Outro exemplo é a demarcação de terras indígenas. Na promulgação, foi fixado prazo de cinco anos para que todas fossem demarcadas. O prazo não foi cumprido até hoje e as demarcações seguem pendentes e são discutidas em diferentes processos no STF.
“O Supremo é provocado e acaba atuando, beirando, praticamente, o ativismo judicial, o que não é bom”, afirma o ministro Marco Aurélio. Para ele, a existência de prazo sem sanção pelo descumprimento, como no caso das terras indígenas, acaba não surtindo efeitos. “O protocolo do Judiciário está sempre aberto para segmentos que se digam prejudicados e o Supremo acaba tendo que atuar num vácuo deixado pelo Congresso Nacional”, acrescenta.

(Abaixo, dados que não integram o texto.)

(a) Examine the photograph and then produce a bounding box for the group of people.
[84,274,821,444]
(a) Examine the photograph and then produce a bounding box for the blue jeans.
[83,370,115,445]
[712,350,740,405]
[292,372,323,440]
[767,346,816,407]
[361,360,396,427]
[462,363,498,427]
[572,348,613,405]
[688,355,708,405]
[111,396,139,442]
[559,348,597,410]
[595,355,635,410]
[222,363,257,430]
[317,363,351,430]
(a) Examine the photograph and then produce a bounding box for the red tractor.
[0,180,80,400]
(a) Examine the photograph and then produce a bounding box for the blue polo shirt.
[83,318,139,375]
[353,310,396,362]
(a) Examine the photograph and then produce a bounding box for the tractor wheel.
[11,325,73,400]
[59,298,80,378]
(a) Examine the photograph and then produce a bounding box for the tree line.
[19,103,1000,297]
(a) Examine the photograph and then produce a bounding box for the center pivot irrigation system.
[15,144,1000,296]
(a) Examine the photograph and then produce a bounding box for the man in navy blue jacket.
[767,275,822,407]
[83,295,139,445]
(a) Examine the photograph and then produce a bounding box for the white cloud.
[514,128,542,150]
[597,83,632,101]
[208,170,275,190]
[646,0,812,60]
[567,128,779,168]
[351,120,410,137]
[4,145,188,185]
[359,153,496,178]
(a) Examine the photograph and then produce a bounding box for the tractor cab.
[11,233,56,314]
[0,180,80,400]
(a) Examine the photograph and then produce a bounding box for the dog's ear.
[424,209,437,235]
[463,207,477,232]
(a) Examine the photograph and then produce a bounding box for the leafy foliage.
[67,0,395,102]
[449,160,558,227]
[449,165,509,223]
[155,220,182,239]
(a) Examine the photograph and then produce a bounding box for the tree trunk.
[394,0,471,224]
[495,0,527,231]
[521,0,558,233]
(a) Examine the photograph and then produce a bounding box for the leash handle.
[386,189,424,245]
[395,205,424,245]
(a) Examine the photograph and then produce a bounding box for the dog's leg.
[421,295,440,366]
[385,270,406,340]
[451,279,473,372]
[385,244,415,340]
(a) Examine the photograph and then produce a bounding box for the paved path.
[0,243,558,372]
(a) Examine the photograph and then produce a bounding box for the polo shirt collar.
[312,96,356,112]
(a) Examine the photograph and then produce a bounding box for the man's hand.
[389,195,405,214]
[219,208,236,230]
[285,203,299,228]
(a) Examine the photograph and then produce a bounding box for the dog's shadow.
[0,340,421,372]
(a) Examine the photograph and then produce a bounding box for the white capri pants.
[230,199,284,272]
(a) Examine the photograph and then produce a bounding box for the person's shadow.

Nesses 30 anos, o Congresso Nacional avançou, vagarosamente, na regulamentação de alguns pontos. Na legislatura passada, uma comissão com relatoria do senador Romero Jucá (MDB-RR) apresentou projetos sobre o trabalho doméstico, que foi aprovado, e para enquadrar a prática de terrorismo (que acabou regulamentada por outra proposta, enviada pelo governo). A comissão foi reeditada em 2015, mas desta vez sequer apresentou um relatório final.
A última tentativa foi em outubro do ano passado, quando o presidente da Câmara dos Deputados, Rodrigo Maia (DEM-RJ), acertou com a presidente do Supremo, ministra Cármen Lúcia, que uma comissão especial regulamentaria os pontos pendentes até o aniversário de 30 anos da Constituição. Mas quase um ano depois o requerimento para criar a comissão nem chegou a ser votado.
A comissão teria “superpoderes”, para puxar projetos já em discussão em outras comissões, dar parecer e mandá-los direto para o plenário. Por isso, precisa do requerimento para ser criada. Mas há dois focos de resistência: deputados que não querem perder a relatoria dos projetos e partidos que acharam o escopo do colegiado muito amplo, com possibilidade de agilizar pautas polêmicas.
Segundo o deputado Rubens Pereira Júnior (PCdoB-MA), que seria o presidente do colegiado, a ideia era trabalhar apenas no que o Judiciário já regulamentou ou que é consenso no Parlamento e na sociedade. “Nosso foco são aquelas omissões em que o Judiciário tem se manifestado. Em regra, é concordando [com a decisão judicial], mas é lógico que o Legislativo tem autonomia para decidir diferente”, diz.
Os temas conflituosos, como o imposto sobre grandes fortunas, ficarão para a próxima legislatura. “Já são 30 anos de conflitos, não é agora que vamos conseguir”, afirma o deputado, que tem esperança de que, após a eleição, seja possível votar parte dos projetos no último bimestre.
No caso do imposto sobre grandes fortunas, o governador do Maranhão, Flávio Dino (PCdoB), aliado do deputado Rubens Pereira Júnior, chegou a pedir, em ação de inconstitucionalidade por omissão, que o STF solucionasse o assunto até o Congresso se manifestar. A ação foi extinta por falta de legitimidade dele para fazer o pedido.
“A comunidade não espera que o Congresso vá resolver e bate à porta de quem ela acha que vai conceder o direito”, afirma o advogado Saul Tourinho, do escritório Ayres Britto Consultoria Jurídica e Advocacia. Para ele, o fato de apenas 28 dos 382 temas que a Constituição deixou para serem regulamentados não serem objeto de nenhuma proposta legislativa indica que o Congresso está trabalhando, mas que setores interessados conseguiram travar as discussões.
Professor da FGV Direito Rio, Thomaz Pereira diz que o vácuo pode ocorrer, também, porque uma ideia que tinha apoio no Congresso em 1988 pode não ter agora. “A Constituição é um produto das forças políticas representadas na Constituinte. Mas as forças políticas são dinâmicas.”